「AIフル活用オンライン授業」への挑戦 —— 1対1の日本語支援で見えた新しい可能性

私たちのNPOでは、外国人との共生を推進する主要な活動の一つとして、日本語学習支援を行っています。今回は、その中で新たに取り組んでいる試み、「AIをフル活用したオンライン授業」についてご紹介します。

■ 毎晩30分、真剣勝負のマンツーマン

現在サポートしているのは、日本での生活向上を目指す中国人の女性です。彼女の日本語レベルはN3(日常的な場面で使われる日本語をある程度理解できるレベル)と決して初心者ではありません。さらなるステップアップを目指し、毎日夜に30分間、1対1のオンライン授業を行っています。

「たった30分」と思われるかもしれませんが、毎日の継続は教える側にとっても教わる側にとっても、決して楽なことではありません。限られた時間の中で最大の効果を生むために、私たちはChatGPTやGeminiといった最新の生成AIを「教具」として導入しました。


■ 授業の質を変えた「AI」というパートナー

「AIフル活用」といっても、AIに授業を丸投げするわけではありません。
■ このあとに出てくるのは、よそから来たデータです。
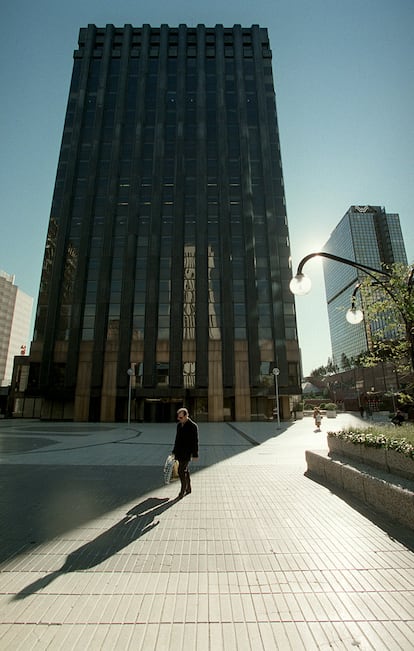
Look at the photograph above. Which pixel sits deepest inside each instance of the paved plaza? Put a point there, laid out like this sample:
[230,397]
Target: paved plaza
[96,553]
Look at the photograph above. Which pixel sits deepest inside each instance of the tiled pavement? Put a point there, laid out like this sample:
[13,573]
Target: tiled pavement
[97,554]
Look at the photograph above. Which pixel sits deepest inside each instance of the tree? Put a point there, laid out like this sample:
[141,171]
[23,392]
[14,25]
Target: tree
[388,305]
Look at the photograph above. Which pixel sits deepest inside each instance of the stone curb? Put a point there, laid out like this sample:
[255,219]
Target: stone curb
[392,496]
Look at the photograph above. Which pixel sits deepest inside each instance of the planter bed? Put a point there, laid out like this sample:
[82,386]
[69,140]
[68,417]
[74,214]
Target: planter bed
[383,458]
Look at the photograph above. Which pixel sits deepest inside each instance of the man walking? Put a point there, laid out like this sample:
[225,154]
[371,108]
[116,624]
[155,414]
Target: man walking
[185,448]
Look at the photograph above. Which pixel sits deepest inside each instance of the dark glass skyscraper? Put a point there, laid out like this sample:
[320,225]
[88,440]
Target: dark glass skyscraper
[168,245]
[368,235]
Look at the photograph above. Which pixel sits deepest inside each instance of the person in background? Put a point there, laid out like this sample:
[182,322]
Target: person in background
[317,417]
[185,448]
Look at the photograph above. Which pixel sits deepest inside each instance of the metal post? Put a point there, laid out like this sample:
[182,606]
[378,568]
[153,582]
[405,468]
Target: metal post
[275,374]
[130,372]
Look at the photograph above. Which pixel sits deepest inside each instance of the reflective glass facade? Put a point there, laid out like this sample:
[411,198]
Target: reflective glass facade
[168,244]
[368,235]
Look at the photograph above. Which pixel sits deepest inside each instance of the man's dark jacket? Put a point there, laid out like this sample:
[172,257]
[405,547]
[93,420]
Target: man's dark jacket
[186,441]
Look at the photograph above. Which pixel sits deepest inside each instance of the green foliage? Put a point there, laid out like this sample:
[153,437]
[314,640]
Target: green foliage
[389,309]
[379,437]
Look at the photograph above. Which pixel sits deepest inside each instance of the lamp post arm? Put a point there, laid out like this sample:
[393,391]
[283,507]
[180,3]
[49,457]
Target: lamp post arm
[370,271]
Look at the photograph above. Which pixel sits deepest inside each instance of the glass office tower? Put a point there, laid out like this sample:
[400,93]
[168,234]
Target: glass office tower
[168,247]
[368,235]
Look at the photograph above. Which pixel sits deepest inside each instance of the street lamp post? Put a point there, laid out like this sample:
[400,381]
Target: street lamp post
[301,284]
[131,373]
[275,374]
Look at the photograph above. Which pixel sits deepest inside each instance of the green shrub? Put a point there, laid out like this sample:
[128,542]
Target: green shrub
[379,437]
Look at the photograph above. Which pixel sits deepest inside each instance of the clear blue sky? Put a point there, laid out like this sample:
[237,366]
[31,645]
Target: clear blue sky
[344,78]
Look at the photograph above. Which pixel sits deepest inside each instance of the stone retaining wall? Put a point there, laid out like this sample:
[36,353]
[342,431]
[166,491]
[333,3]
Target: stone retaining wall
[384,491]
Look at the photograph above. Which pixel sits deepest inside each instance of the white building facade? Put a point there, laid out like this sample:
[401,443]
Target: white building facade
[15,317]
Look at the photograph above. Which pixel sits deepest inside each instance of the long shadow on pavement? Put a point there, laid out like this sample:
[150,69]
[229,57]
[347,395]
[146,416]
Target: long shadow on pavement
[137,522]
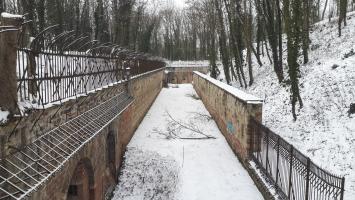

むしろ、準備段階から授業後のフォローまで、AIはあくまで「優秀な助手」として活躍しています。

特に効果的だったのは、活動開始前の「カウンセリング案」の作成です。学習者の目標や現状のレベルをAIに入力し、最適な学習ロードマップを設計させることで、非常に精度の高いカリキュラムを組むことができました。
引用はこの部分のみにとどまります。